Research also shows that foods that dissolve quickly in the mouth trick the brain into believing that no calories have been ingested. It is called “vanishing caloric density”. Think ice cream. I discovered a yoghurt ice cream during a sojourn in Italy, and had two cones every day in the week I stayed there. I put on two kilos, enjoyed every bit of it, and would do it again.
Ironically, fullness or satiety is a serious enemy for a product, wrote a food industry consultant who founded The Marketing Clinic that now advises conglomerates on these questions. Their blog post says that emotions, not rationality, drive a customer’s food product choice. The trick to creating a super successful product is to tap into emotions. Consumers gravitate to familiar tastes, and even when they try a new dish, some part of the taste has to be familiar to them for them to accept it. This is not new. When green chilli was introduced into India by the Portuguese in the 16th century, the taste was similar to the burn of black pepper (which was in use in the local cuisine), and that sense of familiarity drove its acceptance.

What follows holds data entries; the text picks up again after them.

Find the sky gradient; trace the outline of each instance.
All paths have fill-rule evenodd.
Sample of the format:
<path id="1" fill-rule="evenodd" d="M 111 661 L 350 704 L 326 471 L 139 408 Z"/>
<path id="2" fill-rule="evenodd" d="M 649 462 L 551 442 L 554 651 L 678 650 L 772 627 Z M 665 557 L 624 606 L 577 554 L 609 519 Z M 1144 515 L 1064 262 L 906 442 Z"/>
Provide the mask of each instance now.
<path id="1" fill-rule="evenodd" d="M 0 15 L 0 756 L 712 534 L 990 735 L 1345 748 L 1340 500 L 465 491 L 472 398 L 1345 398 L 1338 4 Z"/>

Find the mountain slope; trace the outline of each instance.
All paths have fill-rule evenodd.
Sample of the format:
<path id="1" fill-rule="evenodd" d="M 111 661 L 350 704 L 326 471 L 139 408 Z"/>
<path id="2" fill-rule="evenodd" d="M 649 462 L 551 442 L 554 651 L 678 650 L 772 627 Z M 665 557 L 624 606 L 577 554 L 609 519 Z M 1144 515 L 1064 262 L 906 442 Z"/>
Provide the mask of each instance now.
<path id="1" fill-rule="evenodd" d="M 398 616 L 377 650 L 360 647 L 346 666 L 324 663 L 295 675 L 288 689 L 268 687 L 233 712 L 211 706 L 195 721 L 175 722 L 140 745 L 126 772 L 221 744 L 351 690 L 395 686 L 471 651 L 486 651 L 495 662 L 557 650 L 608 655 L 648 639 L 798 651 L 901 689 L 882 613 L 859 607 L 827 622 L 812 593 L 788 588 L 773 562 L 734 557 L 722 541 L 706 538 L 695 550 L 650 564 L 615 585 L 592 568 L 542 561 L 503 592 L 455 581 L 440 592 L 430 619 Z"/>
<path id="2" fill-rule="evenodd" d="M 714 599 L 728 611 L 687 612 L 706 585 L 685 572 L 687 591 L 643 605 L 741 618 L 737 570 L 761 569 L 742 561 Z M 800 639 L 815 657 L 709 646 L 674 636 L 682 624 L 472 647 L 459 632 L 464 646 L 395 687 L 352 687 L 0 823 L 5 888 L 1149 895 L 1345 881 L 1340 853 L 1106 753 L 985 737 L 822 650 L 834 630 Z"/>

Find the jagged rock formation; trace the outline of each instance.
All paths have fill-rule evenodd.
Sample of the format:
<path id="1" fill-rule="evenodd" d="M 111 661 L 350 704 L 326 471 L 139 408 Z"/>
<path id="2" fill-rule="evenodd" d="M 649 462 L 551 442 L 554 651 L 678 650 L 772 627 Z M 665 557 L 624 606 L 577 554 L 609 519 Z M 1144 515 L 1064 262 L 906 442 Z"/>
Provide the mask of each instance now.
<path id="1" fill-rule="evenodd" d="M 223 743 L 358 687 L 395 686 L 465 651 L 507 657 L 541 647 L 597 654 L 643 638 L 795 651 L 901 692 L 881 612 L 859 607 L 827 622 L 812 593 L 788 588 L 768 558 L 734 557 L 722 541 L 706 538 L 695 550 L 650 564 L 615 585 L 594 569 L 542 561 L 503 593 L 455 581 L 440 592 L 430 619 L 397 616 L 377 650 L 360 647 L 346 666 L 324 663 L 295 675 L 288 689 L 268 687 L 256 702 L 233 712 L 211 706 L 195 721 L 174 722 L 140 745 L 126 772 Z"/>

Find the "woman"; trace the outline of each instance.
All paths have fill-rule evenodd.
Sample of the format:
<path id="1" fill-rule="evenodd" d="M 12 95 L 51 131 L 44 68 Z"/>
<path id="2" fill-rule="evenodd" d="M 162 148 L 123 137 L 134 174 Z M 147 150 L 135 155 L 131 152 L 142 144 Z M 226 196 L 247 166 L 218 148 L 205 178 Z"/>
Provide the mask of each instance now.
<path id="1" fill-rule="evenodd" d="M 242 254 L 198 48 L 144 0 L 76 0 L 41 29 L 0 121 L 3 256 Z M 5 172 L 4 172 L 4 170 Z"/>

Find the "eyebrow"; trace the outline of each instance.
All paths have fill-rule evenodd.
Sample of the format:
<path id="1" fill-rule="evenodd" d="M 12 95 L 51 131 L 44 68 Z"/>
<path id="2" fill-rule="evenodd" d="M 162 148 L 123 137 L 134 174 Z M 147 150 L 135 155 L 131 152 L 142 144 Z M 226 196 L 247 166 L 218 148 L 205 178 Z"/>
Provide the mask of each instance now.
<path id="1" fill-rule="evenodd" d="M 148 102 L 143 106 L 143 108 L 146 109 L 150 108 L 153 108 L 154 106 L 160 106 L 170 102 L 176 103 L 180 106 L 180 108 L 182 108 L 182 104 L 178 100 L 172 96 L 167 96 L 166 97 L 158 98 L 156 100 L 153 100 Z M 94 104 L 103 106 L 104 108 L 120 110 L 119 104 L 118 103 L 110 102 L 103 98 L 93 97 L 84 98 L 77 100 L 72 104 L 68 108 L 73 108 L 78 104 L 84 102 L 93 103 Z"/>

Along with cultural roots and biological make-up, our food tastes also reflect our social ambitions and what we have deliberately acquired in our march up the social ladder. In England, sweet milky tea is associated with builders and the working class, and unsweetened Earl Grey is seen as a professional and upper-class drink. Dry wine is an acquired taste, especially for those whose upbringing did not include meals with a glass of wine. Even in alcohol-consuming countries, the consumer’s move is from sweet flavours to bitter and more complex flavours, which subsequently has an impact on what they prefer in adulthood. Nature, culture and aspirations function as the holy trinity of our taste buds.